Plugging a Two-decade-old Gap
“It’s been more than two decades since the SEC made major changes to insider trading rules, and it’s well past time to revisit whether investors are sufficiently protected, or if the rules are being abused,” Crenshaw and Taylor wrote in their Bloomberg article. They pointed to a “regulatory dilemma,” where senior executives routinely have access to nonpublic price-sensitive information on their companies, but they also get “a significant portion” of their compensation in stock that they must be able to sell.
The reforms will protect retail investors by reducing the unfair advantage that executives have with their access to price-sensitive, nonpublic information on their companies. Taylor noted that disclosures on the share sale plans by executives, especially CEOs, can provide revealing insights about their commitment to advancing the fortunes of their companies. They could also be useful for boards in their decisions on compensation by way of stock options for senior executives, he added.

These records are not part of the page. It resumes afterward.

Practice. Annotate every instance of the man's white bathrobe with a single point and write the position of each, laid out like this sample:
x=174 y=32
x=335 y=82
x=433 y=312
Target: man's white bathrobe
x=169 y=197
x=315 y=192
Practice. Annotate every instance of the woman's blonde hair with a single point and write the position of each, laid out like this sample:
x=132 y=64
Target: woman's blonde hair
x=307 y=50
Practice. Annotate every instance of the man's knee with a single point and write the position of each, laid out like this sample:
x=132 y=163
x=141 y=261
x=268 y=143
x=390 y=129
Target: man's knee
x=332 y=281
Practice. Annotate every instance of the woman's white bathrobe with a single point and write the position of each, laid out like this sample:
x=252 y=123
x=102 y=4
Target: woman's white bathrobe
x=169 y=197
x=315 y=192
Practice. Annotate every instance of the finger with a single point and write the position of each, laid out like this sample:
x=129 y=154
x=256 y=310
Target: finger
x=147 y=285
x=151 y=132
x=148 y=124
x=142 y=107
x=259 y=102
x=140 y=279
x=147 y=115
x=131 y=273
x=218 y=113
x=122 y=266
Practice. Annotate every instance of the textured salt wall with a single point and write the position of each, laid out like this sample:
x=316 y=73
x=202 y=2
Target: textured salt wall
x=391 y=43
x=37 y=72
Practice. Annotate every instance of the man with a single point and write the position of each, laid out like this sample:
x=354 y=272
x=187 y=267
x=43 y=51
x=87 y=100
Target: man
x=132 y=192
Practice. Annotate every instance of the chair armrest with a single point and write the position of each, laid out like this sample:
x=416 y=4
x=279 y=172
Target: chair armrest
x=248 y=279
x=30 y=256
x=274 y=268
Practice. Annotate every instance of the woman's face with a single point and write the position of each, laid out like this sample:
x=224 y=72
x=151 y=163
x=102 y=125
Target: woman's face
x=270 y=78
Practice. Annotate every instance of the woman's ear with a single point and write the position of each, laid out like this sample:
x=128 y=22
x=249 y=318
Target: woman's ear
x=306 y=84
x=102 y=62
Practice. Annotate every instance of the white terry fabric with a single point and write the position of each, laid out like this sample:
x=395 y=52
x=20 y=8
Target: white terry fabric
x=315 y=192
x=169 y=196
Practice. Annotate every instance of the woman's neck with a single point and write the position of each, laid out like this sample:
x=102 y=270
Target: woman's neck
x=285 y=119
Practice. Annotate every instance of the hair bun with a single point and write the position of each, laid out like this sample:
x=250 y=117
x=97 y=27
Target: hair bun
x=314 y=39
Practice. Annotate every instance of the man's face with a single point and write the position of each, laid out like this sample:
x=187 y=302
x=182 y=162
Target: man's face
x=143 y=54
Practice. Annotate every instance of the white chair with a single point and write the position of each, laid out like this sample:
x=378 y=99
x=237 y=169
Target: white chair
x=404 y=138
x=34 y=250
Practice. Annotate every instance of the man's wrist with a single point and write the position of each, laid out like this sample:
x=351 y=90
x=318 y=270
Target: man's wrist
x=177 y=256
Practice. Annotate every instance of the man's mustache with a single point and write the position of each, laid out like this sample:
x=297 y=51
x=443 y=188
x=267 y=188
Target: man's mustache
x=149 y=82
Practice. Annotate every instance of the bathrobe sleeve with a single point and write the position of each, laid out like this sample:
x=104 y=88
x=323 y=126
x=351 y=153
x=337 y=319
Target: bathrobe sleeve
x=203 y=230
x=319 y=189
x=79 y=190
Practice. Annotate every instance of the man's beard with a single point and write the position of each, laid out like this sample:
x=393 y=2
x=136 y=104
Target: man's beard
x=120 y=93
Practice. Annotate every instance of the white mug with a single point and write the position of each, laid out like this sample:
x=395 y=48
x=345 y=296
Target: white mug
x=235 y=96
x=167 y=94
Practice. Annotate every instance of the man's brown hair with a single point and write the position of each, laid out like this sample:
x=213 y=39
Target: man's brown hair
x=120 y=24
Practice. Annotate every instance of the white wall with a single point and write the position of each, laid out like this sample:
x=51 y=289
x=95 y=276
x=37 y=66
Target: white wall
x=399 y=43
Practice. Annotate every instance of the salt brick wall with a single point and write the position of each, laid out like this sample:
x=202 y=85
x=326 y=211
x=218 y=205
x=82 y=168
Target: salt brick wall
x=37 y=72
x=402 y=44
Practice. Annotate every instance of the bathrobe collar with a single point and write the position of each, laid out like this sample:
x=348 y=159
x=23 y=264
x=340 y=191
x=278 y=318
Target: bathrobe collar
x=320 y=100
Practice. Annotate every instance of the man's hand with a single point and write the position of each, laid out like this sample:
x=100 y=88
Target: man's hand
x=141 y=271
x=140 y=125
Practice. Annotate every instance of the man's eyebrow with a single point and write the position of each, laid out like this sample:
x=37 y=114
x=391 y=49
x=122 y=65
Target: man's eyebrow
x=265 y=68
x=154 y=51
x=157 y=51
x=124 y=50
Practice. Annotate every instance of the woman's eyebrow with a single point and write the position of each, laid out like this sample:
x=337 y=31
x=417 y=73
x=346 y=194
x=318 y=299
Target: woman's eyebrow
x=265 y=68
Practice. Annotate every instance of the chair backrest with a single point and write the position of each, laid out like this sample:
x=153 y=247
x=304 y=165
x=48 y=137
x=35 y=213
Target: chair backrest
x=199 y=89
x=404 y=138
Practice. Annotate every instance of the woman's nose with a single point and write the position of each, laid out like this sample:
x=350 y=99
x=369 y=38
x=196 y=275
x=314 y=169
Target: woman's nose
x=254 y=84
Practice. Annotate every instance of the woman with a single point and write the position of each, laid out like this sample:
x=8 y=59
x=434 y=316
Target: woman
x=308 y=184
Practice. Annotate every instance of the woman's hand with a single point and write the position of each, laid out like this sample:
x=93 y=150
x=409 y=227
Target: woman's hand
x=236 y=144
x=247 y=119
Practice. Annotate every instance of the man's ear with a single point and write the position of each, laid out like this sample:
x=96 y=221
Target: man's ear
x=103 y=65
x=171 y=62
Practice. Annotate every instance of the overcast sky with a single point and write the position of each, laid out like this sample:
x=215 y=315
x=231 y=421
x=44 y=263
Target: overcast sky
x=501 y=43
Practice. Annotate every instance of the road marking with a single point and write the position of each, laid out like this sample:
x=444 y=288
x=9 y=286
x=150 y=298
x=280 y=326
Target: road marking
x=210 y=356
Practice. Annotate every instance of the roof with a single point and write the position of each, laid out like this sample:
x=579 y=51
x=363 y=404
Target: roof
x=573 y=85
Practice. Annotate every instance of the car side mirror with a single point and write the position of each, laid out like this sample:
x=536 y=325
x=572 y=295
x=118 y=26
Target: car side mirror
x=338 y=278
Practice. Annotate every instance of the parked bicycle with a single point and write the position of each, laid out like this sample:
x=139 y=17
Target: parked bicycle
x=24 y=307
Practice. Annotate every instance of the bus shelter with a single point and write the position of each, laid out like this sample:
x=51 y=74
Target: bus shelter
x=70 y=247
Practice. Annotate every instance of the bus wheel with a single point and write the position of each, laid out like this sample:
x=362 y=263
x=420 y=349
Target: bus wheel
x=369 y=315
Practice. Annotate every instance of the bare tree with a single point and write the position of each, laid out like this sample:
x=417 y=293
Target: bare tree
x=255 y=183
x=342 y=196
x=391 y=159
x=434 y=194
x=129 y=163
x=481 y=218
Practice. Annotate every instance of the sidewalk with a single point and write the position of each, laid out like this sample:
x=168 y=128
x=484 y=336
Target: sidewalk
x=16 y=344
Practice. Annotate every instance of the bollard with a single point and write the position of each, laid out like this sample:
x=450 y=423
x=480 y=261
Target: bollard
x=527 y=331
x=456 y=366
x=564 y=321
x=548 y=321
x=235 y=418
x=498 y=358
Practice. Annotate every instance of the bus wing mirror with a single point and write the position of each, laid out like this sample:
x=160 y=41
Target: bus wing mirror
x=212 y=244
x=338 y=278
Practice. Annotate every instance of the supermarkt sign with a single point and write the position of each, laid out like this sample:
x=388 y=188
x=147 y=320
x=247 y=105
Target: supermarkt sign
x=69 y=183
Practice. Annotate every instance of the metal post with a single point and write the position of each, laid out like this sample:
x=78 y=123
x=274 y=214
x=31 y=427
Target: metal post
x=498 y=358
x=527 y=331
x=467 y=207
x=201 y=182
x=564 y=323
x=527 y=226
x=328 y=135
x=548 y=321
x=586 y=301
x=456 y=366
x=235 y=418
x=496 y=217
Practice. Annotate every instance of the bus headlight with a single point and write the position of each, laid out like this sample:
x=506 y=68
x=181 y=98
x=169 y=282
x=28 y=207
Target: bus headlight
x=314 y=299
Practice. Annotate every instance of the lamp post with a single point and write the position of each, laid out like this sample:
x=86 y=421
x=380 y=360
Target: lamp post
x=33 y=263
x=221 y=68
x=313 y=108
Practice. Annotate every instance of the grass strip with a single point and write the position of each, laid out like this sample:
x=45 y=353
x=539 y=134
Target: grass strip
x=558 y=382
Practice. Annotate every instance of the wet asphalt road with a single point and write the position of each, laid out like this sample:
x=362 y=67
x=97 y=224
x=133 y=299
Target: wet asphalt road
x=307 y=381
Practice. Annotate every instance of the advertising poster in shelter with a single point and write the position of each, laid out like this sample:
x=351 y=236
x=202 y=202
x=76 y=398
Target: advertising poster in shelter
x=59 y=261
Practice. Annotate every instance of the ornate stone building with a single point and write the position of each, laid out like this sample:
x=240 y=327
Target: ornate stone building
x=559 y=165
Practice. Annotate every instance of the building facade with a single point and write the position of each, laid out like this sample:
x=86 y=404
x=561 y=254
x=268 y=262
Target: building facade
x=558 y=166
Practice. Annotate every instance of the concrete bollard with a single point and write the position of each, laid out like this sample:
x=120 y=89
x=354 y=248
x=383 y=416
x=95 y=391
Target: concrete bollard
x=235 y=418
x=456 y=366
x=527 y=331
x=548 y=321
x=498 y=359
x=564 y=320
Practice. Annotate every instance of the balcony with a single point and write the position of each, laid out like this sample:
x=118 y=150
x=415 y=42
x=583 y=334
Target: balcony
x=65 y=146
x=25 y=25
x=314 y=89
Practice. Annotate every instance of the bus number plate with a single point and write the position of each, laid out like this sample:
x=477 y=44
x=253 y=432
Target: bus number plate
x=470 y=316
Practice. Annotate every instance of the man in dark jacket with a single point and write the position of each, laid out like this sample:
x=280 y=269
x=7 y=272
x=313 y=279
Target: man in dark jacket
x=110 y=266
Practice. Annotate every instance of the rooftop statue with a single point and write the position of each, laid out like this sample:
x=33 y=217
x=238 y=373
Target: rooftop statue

“The purpose of the share compensation is to align the interests of the shareholders and the executives, so that they hold onto the shares and benefit from increases in stock price,” Taylor said. “But if they’re just going to sell, then why would I want to give the individual more shares?”
Taylor hoped the proposed reforms would have easy passage in Congress. “It’s straightforward fixes [that are required] here, and hopefully it’s bipartisan,” he said. Gary Gensler, the incoming chairman of the SEC who is yet to be confirmed by the Senate will have “his own agenda,” he noted. “I’m optimistic that his agenda will include reforming these rules.”